Me six years ago:
Every transaction has both a buyer and a seller. Yet we hear much more about salesmen, and how to sell, than we do about buyermen and how to buy. … Why? [Since] buyers are usually more uncertain about their value than sellers are about their cost, … whether a sale happens is more clearly a signal of seller ability than of buyer ability. … We like to see and affiliate with people who have impressive abilities associated with sales. (more)
Katja and I did another podcast recently, this time on advertising, and we talked a bit about how people seem to pay more attention to selling than to buying. Katja noted that we seem to give more attention to the signals we send, vs. interpreting the signals of others. For example, we think more about what we will wear than about the judgements we form based on what other people wear. We think a lot more what our charity says about us than about what we think about others based on their charity.
Someone at the talk last Thursday argued that they can’t be donating to look good, since they don’t tell anyone. And that reminded me of how terrified people are to speak in public. And that brought a unifying explanation to mind: we more often need to verbally justify the signals we send than how we interpret the signals of others. Let me explain.
For our distant forager ancestors, their most important public speaking probably happened in situations where they were being accused, and needed to defend themselves. Since the generic accusation behind any specific accusation was that one wasn’t doing enough overall for the band, and maybe should be exiled or killed, our ancestors should have been eager to collect examples of the help they have given, especially unheralded help. So we may have inherited a habit of doing helpful things, and not calling attention to them, but remembering them so we could mention them later if called on to defend ourselves.
More generally, our ancestors probably acquired the habit of consciously thinking about actions that others were likely to challenge or criticize. They’d continually come up with explanations of what they did and why, and be ready to tell those stories, even if they didn’t actually have to explain or justify most of them. And because they were rarely asked to justify or explain the judgements they made about others, they didn’t get into as much of a habit of explaining those.
This theory predicts that we in fact give just as much mental attention to buying as to selling, and just as much to interpreting signals as to sending signals, because these are in fact on average equally as important to us. But we give a lot more conscious attention to the side that needs to be explained, because that is what consciousness is about – consciousness helps much less to make decisions than to explain and justify them.
But we give a lot more conscious attention to the side that needs to be explained, because that is what consciousness is about – consciousness helps much less to make decisions than to explain and justify them.
My latest posting Why do we confuse belief and opinion?: A construal-level-theory analysis links (linguistic) consciousness, "opinion," and near-mode. ( http://tinyurl.com/cyhnz62 ) "Opinion" would is more related to social hypocrisy than the far-mode construct "belief."

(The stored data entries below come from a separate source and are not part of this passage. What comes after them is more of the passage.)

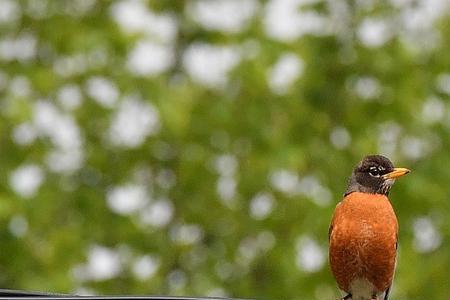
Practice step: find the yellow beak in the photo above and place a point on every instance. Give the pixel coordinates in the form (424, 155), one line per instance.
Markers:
(396, 173)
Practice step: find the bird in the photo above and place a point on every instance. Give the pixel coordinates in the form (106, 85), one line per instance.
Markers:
(363, 234)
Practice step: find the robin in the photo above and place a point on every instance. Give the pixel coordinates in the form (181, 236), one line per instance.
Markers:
(363, 231)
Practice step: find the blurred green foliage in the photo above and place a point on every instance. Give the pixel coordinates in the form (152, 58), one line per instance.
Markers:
(234, 177)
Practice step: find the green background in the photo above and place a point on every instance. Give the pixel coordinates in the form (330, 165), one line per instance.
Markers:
(247, 172)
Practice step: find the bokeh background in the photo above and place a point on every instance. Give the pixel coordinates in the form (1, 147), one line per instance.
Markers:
(199, 147)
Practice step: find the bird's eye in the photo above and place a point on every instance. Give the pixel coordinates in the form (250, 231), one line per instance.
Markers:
(374, 171)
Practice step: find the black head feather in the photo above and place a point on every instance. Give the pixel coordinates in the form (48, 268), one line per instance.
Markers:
(367, 177)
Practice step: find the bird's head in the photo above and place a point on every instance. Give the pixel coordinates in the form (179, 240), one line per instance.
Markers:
(375, 174)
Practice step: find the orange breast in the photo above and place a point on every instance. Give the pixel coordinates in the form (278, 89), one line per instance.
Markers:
(363, 240)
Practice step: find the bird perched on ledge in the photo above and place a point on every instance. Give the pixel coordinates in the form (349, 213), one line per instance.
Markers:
(363, 231)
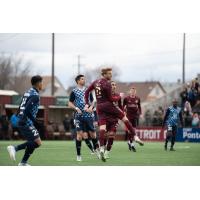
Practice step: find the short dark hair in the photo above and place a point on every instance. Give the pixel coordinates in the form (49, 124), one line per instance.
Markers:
(105, 70)
(79, 77)
(36, 79)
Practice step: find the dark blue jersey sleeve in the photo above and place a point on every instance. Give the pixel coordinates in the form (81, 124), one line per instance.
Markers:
(72, 97)
(30, 104)
(91, 98)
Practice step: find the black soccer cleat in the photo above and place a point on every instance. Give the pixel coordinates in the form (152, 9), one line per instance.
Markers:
(172, 149)
(129, 147)
(103, 156)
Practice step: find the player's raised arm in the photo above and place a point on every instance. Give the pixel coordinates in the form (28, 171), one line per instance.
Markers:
(71, 102)
(87, 93)
(28, 109)
(166, 117)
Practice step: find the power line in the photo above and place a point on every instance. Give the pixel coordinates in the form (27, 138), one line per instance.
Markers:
(9, 38)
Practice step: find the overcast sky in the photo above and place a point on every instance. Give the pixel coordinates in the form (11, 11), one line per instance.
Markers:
(140, 57)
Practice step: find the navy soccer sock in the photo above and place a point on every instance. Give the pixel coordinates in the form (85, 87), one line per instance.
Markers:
(88, 143)
(21, 146)
(31, 146)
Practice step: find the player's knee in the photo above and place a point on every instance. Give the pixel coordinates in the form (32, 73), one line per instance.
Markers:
(124, 119)
(38, 142)
(93, 135)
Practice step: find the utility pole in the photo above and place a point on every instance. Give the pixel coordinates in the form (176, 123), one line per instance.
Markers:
(183, 78)
(79, 64)
(52, 66)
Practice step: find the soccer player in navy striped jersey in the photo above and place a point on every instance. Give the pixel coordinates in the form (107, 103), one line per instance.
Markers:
(27, 120)
(171, 120)
(84, 121)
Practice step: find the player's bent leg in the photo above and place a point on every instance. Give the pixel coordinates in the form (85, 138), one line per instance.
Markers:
(93, 136)
(78, 145)
(102, 133)
(111, 138)
(173, 140)
(31, 146)
(12, 152)
(34, 142)
(88, 143)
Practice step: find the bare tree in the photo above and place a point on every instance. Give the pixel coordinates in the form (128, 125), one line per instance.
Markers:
(5, 71)
(92, 74)
(14, 73)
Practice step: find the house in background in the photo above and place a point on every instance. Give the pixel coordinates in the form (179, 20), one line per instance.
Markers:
(147, 91)
(58, 87)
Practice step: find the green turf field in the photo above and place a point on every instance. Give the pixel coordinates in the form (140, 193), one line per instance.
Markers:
(62, 153)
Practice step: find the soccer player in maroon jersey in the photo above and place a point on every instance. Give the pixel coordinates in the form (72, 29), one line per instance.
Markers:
(132, 107)
(112, 123)
(105, 107)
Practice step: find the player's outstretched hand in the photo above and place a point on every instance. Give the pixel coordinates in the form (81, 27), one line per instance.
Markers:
(90, 110)
(86, 107)
(78, 110)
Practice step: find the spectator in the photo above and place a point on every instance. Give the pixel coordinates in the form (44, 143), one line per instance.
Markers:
(155, 118)
(187, 113)
(147, 116)
(196, 108)
(184, 96)
(4, 126)
(66, 123)
(198, 94)
(195, 121)
(192, 96)
(160, 116)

But we give a lot more conscious attention to the side that needs to be explained, because that is what consciousness is about – consciousness helps much less to make decisions than to explain and justify them.
The conclusion is unexceptional today among evolutionary psychologists, but Robin should consider exactly how this fits his homo hypocritus model, according to which far-mode is dedicated to managing social relationships. Consciousness is mostly associated with the (analytic, sequential) near-mode, not the (intuitive, global) far-mode.